Saul’s angry words to Jonathan are curious –

30 Then Saul’s anger was kindled against Jonathan, and he said unto him, Thou son of the perverse rebellious woman, do not I know that thou hast chosen the son of Jesse to thine own confusion, and unto the confusion of thy mother’s nakedness?
31 For as long as the son of Jesse liveth upon the ground, thou shalt not be established, nor thy kingdom. Wherefore now send and fetch him unto me, for he shall surely die. (1 Sam. 20:30-31)

Just about any way you look at Saul’s works, they are a shocking insult to his wife, as he alleges that Jonathan’s mother must have been unfaithful for Jonathan to turn out so contrary to Saul.

Saul’s pronouncement that Jonathan’s kingdom would not be established as long as David remained alive could be taken two different ways.

It might be an appeal to Jonathan’s self-interest to try to show him that David wasn’t just a threat to Saul’s kingdom, but a threat to Jonathan’s as well.  Happily, in the same chapter, there is recorded that Jonathan and David renewed their covenant of friendship that David would not cut off Jonathan’s house, so Saul’s argument would not be convincing at all.  Jonathan’s covenant kept him safe from the fear that Saul tried to inspire in him.  I like that—covenants can keep us safe from fear.

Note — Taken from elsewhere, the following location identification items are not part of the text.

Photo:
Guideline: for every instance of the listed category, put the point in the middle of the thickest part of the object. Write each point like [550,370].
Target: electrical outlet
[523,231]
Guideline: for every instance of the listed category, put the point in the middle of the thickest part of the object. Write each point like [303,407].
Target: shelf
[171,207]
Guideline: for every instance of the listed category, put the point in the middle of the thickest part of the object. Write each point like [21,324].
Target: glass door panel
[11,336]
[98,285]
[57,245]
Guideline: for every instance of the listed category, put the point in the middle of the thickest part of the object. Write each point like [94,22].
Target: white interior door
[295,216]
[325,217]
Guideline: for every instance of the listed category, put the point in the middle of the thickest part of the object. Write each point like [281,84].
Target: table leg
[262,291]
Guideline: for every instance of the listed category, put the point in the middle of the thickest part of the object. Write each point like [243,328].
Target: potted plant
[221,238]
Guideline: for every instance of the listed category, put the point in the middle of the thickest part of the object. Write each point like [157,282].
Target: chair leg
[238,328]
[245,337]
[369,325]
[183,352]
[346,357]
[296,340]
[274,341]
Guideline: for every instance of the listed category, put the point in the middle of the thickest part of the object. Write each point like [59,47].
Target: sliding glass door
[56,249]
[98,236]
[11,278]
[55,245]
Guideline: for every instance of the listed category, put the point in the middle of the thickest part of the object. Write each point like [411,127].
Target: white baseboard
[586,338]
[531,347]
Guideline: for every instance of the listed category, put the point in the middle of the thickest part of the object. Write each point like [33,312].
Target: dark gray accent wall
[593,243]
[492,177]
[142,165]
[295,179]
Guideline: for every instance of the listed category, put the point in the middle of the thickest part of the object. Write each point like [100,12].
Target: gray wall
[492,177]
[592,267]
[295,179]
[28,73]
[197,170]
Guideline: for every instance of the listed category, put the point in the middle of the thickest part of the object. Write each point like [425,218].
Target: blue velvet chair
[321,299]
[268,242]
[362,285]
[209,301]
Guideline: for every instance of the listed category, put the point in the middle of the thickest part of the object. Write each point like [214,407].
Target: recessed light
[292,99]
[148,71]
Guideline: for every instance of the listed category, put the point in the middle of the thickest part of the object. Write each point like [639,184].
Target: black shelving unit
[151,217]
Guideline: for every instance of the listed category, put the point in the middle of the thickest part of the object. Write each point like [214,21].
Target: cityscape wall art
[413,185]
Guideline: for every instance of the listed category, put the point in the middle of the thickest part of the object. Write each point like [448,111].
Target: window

Or, Saul’s pronouncement also might have been a command that unless Jonathan helped kill David, Saul would not confirm the kingdom upon him, in effect making Jonathan’s inheritance of the crown conditional upon the death of David.  This meant that if Jonathan were to keep his covenant with David, he had be willing to give up his kingdom. 

Happily, Jonathan did not fear the threats or insinuations of his father.  Instead, he asks a simple question about David.  “Wherefore shall he be slain?  What hath he done?” (1 Sam. 20:32)   This is the big question that David wanted to know too, and Jonathan serves both David and himself by asking if there is any justice behind Saul’s anger.

But Saul doesn’t answer.  He can’t answer since he has no just grounds.  And his frustration with having nothing to say against David finds vent in throwing a spear at Jonathan. 

I think David and Jonathan take a healthy approach to the problem.  David essentially asks, “What did I do?” and Jonathan asks “What did David do?”   Sometimes as we go through life we find we have made enemies and the best thing to do is to ask, “What did I do?”   If we have really offended, then we’ll find out what it is and be able to make peace.   And if we haven’t, then..  obviously we’ll have to forgive and we’ll know how David (and Christ) felt, being hated without a cause.